W ostatnich dniach na niektórych bałtyckich plażach pojawiło się więcej meduz. Na Kontakt 24 otrzymaliśmy zdjęcia jamochłonów dryfujących w morzu w Sopocie.
Meduzy pojawiają się masowo w wodach przybrzeżnych w okolicach Zatoki Gdańskiej. Niektóre osobniki można także spotkać wyrzucone na brzeg przez morze. Zdjęcia tych zwierząt przesłała do nas Reporterka 24 gosiatomas. Choć na fotografiach meduzy wydają się różne, tak naprawdę jest to jeden gatunek należący do planktonu - chełbia modra (aurelia aurita).
Dwa gatunki meduz
O pojawienie się meduz pytaliśmy w Zakładzie Badań Planktonu Morskiego Instytutu Oceanografii Uniwersytetu Gdańskiego. Jak nam powiedziano, w Bałtyku występują jedynie dwa gatunki meduz - chełbia modra i bełtwa. Drugi gatunek nie jest jednak powszechny, szczególnie w wodach przybrzeżnych. Najczęściej spotykanym przedstawicielem gromady krążkopławów jest właśnie chełbia. Meduzy te mają różne kolory, jednak jest to tylko rozróżnik ich płci.

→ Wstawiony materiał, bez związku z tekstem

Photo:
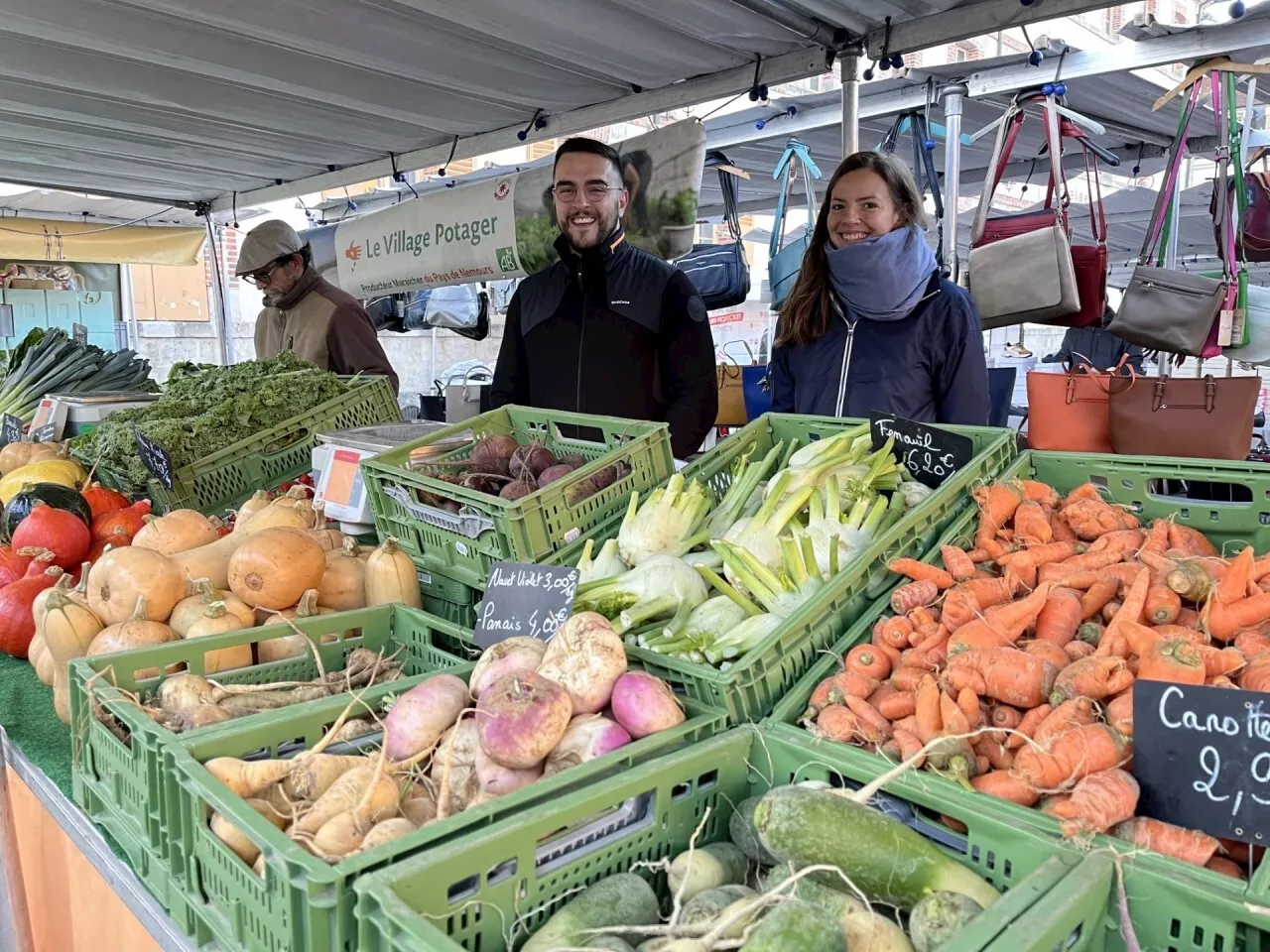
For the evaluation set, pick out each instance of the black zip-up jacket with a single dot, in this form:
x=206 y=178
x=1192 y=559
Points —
x=613 y=331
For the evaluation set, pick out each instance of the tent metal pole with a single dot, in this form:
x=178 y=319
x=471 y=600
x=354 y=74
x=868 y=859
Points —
x=952 y=100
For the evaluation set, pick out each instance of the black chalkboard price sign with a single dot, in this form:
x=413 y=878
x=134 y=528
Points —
x=525 y=601
x=155 y=458
x=10 y=429
x=1202 y=758
x=930 y=453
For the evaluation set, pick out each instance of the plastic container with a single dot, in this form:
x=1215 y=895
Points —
x=118 y=780
x=466 y=893
x=304 y=902
x=488 y=530
x=1198 y=904
x=229 y=476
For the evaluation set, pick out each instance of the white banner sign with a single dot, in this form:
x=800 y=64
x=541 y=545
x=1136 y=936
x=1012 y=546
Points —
x=456 y=236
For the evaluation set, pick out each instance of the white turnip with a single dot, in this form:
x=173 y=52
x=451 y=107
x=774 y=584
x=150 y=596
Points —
x=422 y=715
x=585 y=657
x=511 y=656
x=521 y=719
x=587 y=738
x=495 y=779
x=644 y=705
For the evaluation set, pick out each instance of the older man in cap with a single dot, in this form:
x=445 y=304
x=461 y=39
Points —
x=304 y=312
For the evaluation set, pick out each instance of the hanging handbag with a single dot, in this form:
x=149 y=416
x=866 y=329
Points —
x=1026 y=275
x=785 y=259
x=1209 y=417
x=720 y=273
x=1162 y=308
x=1070 y=412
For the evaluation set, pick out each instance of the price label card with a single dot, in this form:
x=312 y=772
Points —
x=155 y=458
x=1202 y=758
x=930 y=453
x=527 y=601
x=10 y=429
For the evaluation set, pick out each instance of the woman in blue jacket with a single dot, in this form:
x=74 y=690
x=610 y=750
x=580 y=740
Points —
x=870 y=324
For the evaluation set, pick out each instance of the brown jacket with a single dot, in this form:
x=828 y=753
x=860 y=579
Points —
x=325 y=326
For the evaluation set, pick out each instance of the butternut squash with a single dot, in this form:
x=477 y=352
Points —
x=273 y=567
x=68 y=630
x=125 y=578
x=178 y=531
x=216 y=621
x=391 y=578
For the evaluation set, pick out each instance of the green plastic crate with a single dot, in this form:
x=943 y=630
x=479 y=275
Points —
x=229 y=476
x=1137 y=483
x=304 y=902
x=529 y=530
x=756 y=682
x=467 y=893
x=121 y=784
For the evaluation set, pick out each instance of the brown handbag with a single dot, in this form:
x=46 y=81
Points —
x=1206 y=417
x=1069 y=412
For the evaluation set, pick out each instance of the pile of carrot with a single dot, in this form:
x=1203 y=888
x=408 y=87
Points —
x=1030 y=642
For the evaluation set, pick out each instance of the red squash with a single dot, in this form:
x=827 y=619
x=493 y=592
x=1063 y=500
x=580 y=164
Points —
x=17 y=622
x=117 y=529
x=103 y=500
x=56 y=531
x=13 y=566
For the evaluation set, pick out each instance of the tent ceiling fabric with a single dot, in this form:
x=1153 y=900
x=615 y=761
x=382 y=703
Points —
x=190 y=100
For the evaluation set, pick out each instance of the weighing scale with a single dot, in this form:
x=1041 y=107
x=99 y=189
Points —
x=338 y=477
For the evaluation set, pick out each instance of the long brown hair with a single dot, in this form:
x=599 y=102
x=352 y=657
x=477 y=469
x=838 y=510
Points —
x=807 y=311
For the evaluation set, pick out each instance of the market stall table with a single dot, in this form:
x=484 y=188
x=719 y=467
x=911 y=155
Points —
x=63 y=887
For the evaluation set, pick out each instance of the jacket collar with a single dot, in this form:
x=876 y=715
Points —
x=308 y=282
x=606 y=253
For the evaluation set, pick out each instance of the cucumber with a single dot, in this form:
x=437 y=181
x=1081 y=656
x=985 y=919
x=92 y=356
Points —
x=740 y=828
x=885 y=860
x=622 y=898
x=939 y=918
x=797 y=925
x=866 y=930
x=705 y=906
x=706 y=867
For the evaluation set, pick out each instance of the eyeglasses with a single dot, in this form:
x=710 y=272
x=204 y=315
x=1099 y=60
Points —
x=263 y=277
x=593 y=190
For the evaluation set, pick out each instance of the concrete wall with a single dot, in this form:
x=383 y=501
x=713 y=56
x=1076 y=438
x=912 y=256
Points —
x=166 y=343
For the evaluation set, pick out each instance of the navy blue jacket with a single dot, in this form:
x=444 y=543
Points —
x=928 y=366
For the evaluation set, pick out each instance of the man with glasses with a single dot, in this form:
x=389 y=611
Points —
x=303 y=312
x=608 y=329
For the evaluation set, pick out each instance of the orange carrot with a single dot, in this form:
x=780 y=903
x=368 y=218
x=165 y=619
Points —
x=915 y=594
x=1093 y=678
x=898 y=705
x=1032 y=525
x=1097 y=595
x=1071 y=757
x=1003 y=674
x=1005 y=785
x=930 y=722
x=1098 y=802
x=1049 y=652
x=1173 y=660
x=1162 y=604
x=1028 y=726
x=1060 y=617
x=921 y=571
x=1119 y=712
x=1076 y=712
x=1191 y=540
x=1125 y=540
x=1189 y=846
x=956 y=562
x=866 y=660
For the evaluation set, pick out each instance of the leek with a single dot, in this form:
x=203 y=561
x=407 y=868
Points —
x=665 y=524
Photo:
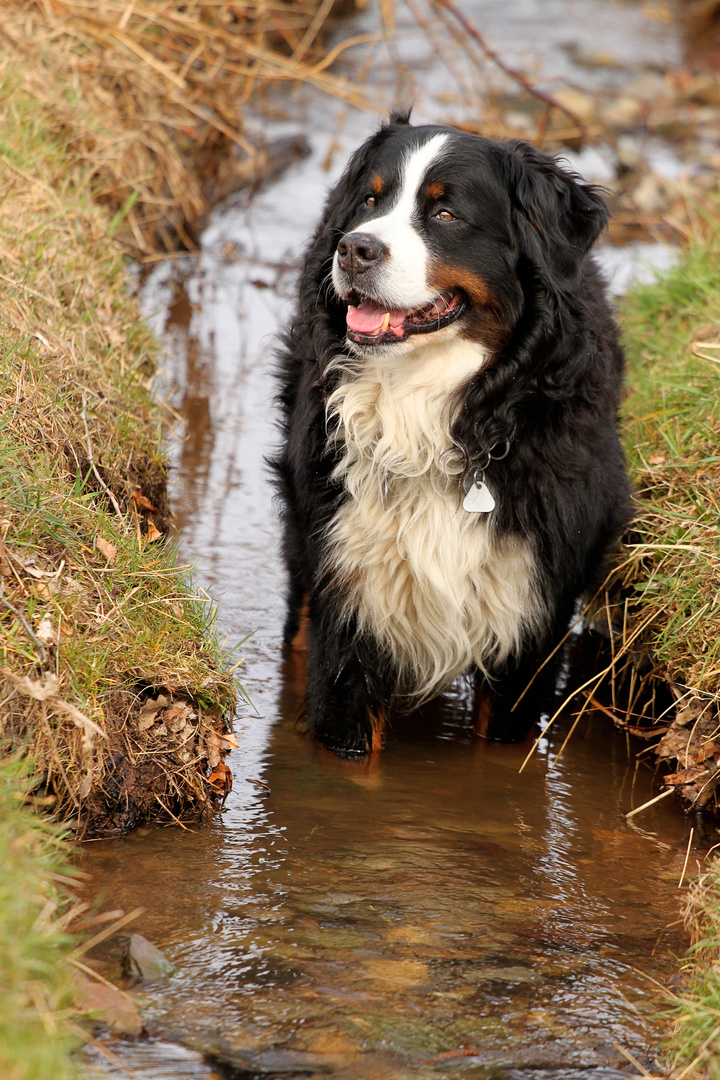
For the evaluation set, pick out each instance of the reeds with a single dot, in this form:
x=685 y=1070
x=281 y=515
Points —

- Samiec różni się od samicy gonadami, czyli narządami rozrodczymi. U samców są one mleczne lub żółtawe, u samic różowe - poinformowano nas.
Wiatr i prądy morskie
Dlaczego meduz jest tak dużo w przybrzeżnych wodach? Istnieją różne teorie masowego pojawiania się tych stworzeń. Najprawdopodobniej jest to spowodowane silnym wiatrem i związanymi z nim prądami morskimi. Plankton różni się od nektonu (np. ssaków, gadów czy płazów) tym, że nie jest on zdolny do poruszania się wbrew prądom wodnym. Meduzy przenoszone są właśnie przez takie prądy.
Połowy ryb
Nie bez znaczenie pozostaje także fakt, że w ostatnich latach w wodach w ogóle wzrasta ilość jamochłonów, do których zaliczają się meduzy. To także może mieć wpływ na zwiększoną liczbę chełbi w wodach Zatoki Gdańskiej. Zwierzęta te żywią się planktonem, podobnie jak śledzie. Przez masowe połowy tych ryb, jamochłony w pewnym sensie je zastępują, przez co jest ich coraz więcej.
Istnieje przekonanie, że masowe pojawianie się meduz może być związane z zanieczyszczeniem wód. Rodzaje zanieczyszczeń są różne, jednak najczęściej mówiąc o nim mamy na myśli pojawiające się w akwenach pierwiastki biofilne (niezbędne do życia), które skutkują wzrostem żyzności wód, a następnie eutrofizacją (zakwitem).
- Nie sądzę, żeby to było związane z zakwitem. Meduzy żywią się planktonem, a nie roślinami - mówił pracownik ZBPM.